Laid apart from the rest of the pile was a harmless-looking tool, well-worn and priced very high. ‘The name of the tool?’ asked one of the purchasers. ‘Oh,’ said the adversary, ‘that’s Discouragement.’ ‘Why have you priced it so high?’ ‘Because it’s more useful to me than the others. I can pry open and get inside a person’s heart (mind) with that one, when I cannot get near him with other tools. Now once I get inside, I can make him do what I choose. It’s a badly worn tool, because I use it on almost everyone since few people know it belongs to me.’ “The devil’s price for Discouragement was so high, he never sold it. It’s still his major tool, and he still uses it on God’s people today.” (parenthesis added)

There have been many casualties in spiritual warfare due to discouragement. Many have left the ministry because of it. This tool of the devil worked effectively with John Mark (Acts 12:12, 25). He had become discouraged through the hardships experienced on his apostolic journey with Paul and Barnabas.

When they arrived at Perga, John Mark couldn’t take it anymore. The journey had taken the heart out of him. Ministry was tougher than he expected. It was all too much. And he left. Paul and Barnabas continued on without John Mark and completed their first missionary journey.

Later, when Paul and Barnabas made plans to take a second apostolic journey, we learn about a sharp disagreement between them over John Mark (Acts 15:36,41). Mark was willing to go with them again. Barnabas, a man known for his ability to encourage (Acts 4:36), refused to allow his family member to remain a casualty of his past, and he was determined to take Mark along. Paul, on the other hand, felt it would be wrong to take Mark with them because he had “departed from them” and “went not with them to the work” (Acts 15:38).

“And the contention was so sharp between them, that they departed asunder [separately] one from the other: and so Barnabas took Mark, and sailed unto Cyprus” (Acts 15:39).

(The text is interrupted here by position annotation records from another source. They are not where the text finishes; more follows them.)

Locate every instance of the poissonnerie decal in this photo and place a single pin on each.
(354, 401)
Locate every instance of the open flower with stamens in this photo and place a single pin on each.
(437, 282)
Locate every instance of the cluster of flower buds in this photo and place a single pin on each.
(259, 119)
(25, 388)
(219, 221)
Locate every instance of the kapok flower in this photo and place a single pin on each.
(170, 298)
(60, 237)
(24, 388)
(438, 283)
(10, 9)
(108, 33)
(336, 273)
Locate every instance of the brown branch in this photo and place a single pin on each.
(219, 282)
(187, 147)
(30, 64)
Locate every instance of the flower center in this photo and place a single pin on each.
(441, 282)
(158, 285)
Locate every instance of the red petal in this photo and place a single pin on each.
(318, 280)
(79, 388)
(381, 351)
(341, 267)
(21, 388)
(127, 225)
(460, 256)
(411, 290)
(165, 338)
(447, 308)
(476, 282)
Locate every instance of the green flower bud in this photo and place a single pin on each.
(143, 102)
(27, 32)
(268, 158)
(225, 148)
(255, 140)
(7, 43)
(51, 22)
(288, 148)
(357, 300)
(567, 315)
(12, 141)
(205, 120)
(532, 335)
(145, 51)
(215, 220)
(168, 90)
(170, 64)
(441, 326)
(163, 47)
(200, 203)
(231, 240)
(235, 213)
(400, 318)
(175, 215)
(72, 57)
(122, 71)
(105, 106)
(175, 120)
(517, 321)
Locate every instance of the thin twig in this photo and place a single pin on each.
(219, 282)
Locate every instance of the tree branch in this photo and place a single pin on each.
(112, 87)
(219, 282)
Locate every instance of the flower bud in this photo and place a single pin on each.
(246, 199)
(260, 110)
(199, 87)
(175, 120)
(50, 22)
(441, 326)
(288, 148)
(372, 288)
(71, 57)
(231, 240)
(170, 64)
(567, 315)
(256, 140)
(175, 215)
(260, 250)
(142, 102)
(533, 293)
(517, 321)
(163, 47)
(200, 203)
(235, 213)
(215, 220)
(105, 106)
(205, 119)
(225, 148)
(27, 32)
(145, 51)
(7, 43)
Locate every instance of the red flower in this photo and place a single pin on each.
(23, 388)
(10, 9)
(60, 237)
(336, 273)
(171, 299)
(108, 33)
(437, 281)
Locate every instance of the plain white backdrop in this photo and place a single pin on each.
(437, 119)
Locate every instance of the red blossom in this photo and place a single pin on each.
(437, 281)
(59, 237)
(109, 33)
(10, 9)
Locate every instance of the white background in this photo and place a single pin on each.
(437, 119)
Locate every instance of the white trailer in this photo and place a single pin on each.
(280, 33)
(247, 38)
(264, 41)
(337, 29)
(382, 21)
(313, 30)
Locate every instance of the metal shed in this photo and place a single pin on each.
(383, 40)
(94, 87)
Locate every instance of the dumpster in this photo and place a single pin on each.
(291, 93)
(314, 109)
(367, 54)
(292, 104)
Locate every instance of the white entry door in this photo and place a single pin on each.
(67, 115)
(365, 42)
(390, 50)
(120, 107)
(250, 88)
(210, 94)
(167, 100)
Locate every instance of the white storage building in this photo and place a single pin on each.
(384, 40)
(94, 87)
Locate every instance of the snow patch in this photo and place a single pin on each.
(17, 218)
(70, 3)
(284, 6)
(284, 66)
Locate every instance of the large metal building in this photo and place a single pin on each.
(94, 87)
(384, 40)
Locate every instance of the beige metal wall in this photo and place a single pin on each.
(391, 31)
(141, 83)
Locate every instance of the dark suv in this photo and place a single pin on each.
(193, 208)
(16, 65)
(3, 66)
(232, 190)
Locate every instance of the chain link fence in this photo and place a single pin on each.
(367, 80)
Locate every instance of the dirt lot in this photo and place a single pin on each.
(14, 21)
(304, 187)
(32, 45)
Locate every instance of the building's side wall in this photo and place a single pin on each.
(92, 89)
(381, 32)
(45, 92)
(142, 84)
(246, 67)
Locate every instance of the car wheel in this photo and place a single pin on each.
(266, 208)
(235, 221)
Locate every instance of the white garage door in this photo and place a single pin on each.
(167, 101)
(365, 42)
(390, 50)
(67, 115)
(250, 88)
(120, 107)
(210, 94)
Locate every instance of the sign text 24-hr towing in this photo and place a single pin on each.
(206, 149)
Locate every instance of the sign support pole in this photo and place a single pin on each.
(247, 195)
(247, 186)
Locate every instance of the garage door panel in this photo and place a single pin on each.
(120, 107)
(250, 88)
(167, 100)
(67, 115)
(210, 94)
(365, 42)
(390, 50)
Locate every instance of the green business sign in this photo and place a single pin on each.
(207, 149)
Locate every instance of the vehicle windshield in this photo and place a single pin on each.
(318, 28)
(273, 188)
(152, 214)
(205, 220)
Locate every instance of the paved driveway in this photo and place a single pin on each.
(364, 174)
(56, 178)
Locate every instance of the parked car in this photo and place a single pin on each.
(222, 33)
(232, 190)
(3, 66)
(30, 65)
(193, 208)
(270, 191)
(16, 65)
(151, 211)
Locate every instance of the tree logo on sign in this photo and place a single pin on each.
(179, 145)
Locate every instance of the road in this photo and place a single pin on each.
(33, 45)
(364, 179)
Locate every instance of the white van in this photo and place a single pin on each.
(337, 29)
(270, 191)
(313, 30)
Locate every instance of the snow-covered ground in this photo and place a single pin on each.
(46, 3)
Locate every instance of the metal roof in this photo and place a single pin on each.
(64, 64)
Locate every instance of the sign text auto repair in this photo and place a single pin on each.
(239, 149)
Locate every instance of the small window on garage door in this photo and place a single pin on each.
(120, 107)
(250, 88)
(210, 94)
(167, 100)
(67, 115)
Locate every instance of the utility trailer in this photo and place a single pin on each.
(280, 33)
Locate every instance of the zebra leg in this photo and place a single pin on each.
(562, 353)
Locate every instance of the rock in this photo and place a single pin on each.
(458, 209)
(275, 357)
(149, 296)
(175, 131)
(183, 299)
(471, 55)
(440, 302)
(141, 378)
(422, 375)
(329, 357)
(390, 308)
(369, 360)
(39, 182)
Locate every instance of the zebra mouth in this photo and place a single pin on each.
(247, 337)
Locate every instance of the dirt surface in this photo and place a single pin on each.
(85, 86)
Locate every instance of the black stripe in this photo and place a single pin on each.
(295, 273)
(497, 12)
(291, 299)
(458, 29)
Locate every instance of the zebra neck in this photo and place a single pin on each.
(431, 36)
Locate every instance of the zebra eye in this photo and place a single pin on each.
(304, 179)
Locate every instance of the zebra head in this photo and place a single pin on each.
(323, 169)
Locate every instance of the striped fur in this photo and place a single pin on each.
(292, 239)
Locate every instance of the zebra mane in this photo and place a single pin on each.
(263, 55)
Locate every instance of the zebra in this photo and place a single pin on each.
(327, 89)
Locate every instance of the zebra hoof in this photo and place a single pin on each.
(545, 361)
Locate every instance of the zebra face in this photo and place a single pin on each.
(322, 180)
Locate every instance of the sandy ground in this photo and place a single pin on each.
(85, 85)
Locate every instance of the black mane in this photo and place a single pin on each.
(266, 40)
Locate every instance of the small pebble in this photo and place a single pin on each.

Later Paul’s attitude toward Mark changed. About ten years earlier, Paul saw him as an unreliable runaway, someone he could not trust to take with him on his second missionary journey. But Mark had changed as a result of time, growth, and maturity in the Lord. Now Paul saw him as a co-worker, one of the hard workers in the gospel ministry. The one-time defector was now listed as an honored part of Paul’s ministry.